I nod. No reason why I shouldn’t be. Blake has probably gotten bored with this little game already, thank God.
Micah holds my gaze for a long moment, then we set off again, passing outside familiar shops and crossing small alleys. This is the path I walk every morning and every afternoon, to and from work. My mind is sort of blank, a pleasant blank, the feel of Micah’s strong hand around mine and his presence at my side the only clear details in a muted world. The pressure of his fingers, clasped around mine, the big shadow he casts against a hazed sun, and…
He slows to a stop, twisting away from me. “Gimme a sec,” he says and releases my hand.
I reach after him, the world suddenly returning, sharp and ugly without him at my side. The stench of urine and trash from the alley, the exhaust fumes and noise from the street, the dirty sidewalk and store fronts.
Micah is striding into the alley. I follow him, curious.
He crouches down in front of bags of trash—no, not trash. A person, bundled up in dirty rags and newspapers. Micah is talking to him, asking him how he is.
I stand there, frozen.
Micah glances up at me, gives me a flash of a smile, then tucks a bill into the old man’s hand and rises. “Let’s go,” he says and grabs my hand again, pulling me back out onto the street.
Oh God. I look back over my shoulder at the alley, then around, still expecting Blake or his sentry man to appear. But he doesn’t.
“Sorry,” Micah says, though he doesn’t sound remorseful. “I usually make my rounds but haven’t been this way for a while.”

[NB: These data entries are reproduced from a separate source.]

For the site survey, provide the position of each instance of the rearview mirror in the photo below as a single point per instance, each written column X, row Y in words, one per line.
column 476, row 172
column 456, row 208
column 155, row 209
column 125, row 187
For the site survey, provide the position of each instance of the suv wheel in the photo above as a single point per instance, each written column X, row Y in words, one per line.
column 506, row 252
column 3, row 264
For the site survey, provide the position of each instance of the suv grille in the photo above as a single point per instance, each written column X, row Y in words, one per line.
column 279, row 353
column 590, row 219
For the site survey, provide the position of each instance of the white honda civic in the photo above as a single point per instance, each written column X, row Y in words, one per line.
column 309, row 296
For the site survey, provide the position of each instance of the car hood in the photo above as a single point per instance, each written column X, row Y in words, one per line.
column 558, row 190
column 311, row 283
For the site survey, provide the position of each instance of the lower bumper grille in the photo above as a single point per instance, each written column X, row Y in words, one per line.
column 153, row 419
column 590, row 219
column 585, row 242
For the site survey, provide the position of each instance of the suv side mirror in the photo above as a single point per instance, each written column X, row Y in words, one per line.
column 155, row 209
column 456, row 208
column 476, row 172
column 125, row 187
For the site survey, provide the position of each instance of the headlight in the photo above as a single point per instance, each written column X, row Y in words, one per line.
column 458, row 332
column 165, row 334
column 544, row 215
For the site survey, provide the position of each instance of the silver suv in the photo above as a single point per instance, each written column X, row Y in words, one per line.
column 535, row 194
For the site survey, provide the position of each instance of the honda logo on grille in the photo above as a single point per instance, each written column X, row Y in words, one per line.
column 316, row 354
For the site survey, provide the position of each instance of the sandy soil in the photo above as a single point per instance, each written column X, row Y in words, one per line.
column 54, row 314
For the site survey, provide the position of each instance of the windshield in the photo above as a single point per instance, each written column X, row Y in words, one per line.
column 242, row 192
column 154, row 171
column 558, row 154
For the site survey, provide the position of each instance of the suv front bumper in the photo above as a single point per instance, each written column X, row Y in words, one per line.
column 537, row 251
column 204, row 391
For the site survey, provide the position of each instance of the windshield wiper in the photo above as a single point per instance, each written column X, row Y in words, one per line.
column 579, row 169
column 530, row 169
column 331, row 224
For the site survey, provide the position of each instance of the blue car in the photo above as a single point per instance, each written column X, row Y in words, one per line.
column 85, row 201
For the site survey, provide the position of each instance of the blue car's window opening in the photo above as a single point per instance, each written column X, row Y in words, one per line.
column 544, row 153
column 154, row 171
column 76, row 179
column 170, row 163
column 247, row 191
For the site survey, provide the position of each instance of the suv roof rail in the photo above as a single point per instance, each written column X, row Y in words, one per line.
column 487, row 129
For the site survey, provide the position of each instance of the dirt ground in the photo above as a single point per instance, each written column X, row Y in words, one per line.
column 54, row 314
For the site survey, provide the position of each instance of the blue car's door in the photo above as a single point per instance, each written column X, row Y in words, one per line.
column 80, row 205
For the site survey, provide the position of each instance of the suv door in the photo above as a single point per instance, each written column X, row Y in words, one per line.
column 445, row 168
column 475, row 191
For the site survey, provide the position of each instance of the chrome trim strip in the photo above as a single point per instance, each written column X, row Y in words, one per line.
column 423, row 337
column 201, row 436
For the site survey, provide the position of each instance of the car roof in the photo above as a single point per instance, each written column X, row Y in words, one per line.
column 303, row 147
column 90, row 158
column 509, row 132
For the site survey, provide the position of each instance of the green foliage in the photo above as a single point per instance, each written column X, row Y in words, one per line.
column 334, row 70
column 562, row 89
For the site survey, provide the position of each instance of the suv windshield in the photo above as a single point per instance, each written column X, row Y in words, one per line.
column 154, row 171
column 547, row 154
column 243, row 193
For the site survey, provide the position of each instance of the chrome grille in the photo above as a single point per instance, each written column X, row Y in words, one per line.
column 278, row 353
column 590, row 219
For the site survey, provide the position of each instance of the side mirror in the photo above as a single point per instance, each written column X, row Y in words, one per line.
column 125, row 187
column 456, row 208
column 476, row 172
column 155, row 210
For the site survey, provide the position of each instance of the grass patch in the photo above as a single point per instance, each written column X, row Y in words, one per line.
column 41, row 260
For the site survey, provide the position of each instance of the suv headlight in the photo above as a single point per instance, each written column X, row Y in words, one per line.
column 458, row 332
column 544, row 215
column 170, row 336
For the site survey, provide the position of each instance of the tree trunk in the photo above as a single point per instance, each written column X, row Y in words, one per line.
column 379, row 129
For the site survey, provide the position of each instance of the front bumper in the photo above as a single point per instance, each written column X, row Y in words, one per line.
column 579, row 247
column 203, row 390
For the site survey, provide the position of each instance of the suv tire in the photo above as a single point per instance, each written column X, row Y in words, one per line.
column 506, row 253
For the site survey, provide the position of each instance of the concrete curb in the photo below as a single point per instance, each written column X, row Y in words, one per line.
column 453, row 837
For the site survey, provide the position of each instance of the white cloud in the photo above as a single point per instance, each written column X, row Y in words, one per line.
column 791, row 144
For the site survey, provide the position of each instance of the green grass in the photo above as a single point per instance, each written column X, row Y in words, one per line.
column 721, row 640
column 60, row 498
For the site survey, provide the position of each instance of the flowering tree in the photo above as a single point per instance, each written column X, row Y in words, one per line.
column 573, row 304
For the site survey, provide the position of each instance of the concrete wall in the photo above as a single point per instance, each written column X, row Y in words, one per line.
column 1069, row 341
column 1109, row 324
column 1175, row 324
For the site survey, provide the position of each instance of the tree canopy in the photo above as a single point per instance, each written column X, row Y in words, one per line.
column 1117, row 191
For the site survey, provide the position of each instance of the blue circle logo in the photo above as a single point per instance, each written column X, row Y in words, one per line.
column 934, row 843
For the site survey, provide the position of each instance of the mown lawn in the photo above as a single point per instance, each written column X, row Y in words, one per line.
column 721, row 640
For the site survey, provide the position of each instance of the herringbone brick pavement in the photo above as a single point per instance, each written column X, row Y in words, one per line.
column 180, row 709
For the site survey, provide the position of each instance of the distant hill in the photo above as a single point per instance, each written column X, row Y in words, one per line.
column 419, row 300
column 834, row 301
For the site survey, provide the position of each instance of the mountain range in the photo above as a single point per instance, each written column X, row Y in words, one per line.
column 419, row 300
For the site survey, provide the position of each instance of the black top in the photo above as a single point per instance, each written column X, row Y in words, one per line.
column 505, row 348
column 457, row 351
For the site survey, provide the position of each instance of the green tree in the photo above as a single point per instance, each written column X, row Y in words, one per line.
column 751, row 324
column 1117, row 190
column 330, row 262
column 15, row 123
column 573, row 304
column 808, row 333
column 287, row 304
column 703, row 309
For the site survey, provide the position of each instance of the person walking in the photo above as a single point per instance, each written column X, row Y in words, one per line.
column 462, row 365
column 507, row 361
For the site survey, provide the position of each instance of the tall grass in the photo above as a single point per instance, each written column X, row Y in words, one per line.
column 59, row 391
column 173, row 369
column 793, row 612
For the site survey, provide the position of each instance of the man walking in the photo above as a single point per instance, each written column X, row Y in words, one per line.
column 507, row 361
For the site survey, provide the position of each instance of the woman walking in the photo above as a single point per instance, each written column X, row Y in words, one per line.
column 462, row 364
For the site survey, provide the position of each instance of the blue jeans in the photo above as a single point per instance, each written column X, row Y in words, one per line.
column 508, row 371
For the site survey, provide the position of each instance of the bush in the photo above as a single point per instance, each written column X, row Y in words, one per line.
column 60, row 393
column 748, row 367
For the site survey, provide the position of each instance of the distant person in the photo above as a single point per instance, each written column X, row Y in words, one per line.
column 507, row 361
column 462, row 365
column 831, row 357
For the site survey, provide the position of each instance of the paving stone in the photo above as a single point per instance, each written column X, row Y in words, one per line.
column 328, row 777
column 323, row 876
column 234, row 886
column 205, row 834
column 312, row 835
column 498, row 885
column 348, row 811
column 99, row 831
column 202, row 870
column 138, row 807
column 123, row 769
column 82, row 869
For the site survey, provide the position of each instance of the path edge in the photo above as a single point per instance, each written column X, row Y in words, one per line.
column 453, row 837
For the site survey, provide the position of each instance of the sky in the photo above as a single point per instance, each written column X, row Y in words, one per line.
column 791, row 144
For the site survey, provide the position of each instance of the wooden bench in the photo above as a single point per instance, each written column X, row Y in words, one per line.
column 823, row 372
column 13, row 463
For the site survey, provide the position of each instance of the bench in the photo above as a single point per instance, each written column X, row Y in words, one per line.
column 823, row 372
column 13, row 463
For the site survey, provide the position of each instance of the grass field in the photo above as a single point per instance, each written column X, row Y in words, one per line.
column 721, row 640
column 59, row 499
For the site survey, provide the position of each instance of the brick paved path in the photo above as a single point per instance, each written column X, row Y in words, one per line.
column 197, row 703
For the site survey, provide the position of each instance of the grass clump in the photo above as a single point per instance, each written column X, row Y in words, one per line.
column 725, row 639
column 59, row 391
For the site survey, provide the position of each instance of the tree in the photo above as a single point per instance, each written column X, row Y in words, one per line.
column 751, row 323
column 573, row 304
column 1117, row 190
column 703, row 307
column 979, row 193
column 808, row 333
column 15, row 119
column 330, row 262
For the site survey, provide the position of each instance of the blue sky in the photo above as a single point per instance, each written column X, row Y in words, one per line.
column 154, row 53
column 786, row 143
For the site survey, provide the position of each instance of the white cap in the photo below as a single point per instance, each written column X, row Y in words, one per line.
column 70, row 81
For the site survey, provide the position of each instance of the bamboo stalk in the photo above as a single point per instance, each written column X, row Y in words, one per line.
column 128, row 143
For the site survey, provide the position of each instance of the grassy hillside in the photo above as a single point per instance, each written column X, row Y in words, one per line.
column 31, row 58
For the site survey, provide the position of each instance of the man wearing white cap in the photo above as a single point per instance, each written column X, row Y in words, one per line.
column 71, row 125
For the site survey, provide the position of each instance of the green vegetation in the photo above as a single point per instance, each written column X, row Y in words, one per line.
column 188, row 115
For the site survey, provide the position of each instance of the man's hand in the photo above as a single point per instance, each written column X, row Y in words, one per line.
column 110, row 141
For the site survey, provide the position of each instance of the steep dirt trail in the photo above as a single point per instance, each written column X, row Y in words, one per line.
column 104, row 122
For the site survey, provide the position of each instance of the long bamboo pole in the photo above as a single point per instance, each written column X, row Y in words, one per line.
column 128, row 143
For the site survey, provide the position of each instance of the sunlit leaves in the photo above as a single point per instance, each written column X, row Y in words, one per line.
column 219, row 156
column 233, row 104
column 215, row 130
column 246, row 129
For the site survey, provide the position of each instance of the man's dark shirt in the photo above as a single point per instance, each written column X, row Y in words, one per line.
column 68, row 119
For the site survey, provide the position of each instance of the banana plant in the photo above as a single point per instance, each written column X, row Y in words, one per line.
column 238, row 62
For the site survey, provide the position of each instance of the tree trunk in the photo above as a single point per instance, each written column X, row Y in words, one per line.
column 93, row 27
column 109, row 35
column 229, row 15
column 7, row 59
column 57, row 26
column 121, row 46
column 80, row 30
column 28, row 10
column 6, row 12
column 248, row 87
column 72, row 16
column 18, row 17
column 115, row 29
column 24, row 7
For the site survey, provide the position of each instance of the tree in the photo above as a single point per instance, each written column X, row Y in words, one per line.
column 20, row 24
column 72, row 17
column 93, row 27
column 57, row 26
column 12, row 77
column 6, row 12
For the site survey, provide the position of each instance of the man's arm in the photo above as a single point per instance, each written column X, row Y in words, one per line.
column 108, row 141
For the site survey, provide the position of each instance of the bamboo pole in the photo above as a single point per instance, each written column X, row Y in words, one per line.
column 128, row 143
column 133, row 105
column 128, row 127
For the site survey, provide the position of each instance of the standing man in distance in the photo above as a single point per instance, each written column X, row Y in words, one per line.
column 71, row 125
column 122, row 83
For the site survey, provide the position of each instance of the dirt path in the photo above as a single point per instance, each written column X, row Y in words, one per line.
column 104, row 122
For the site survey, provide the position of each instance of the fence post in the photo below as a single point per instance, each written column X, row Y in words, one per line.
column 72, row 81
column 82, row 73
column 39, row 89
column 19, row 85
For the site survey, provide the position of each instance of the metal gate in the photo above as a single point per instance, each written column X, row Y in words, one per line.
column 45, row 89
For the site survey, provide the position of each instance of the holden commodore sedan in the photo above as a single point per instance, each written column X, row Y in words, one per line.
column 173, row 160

I say nothing, pressing my lips together as we approach the sports store. We stop outside, and he tugs on my hand, so I turn into his arms. His hands settle on my waist.
“It’s not dangerous, Ev,” he whispers. “It was just an old man.”
“What do you mean?”
“I don’t know what scared you and made you stop talking to the people on the street like you used to. I…” He grimaces. “I like that about you. That you care. You’re an amazing person. Don’t let fear change you.”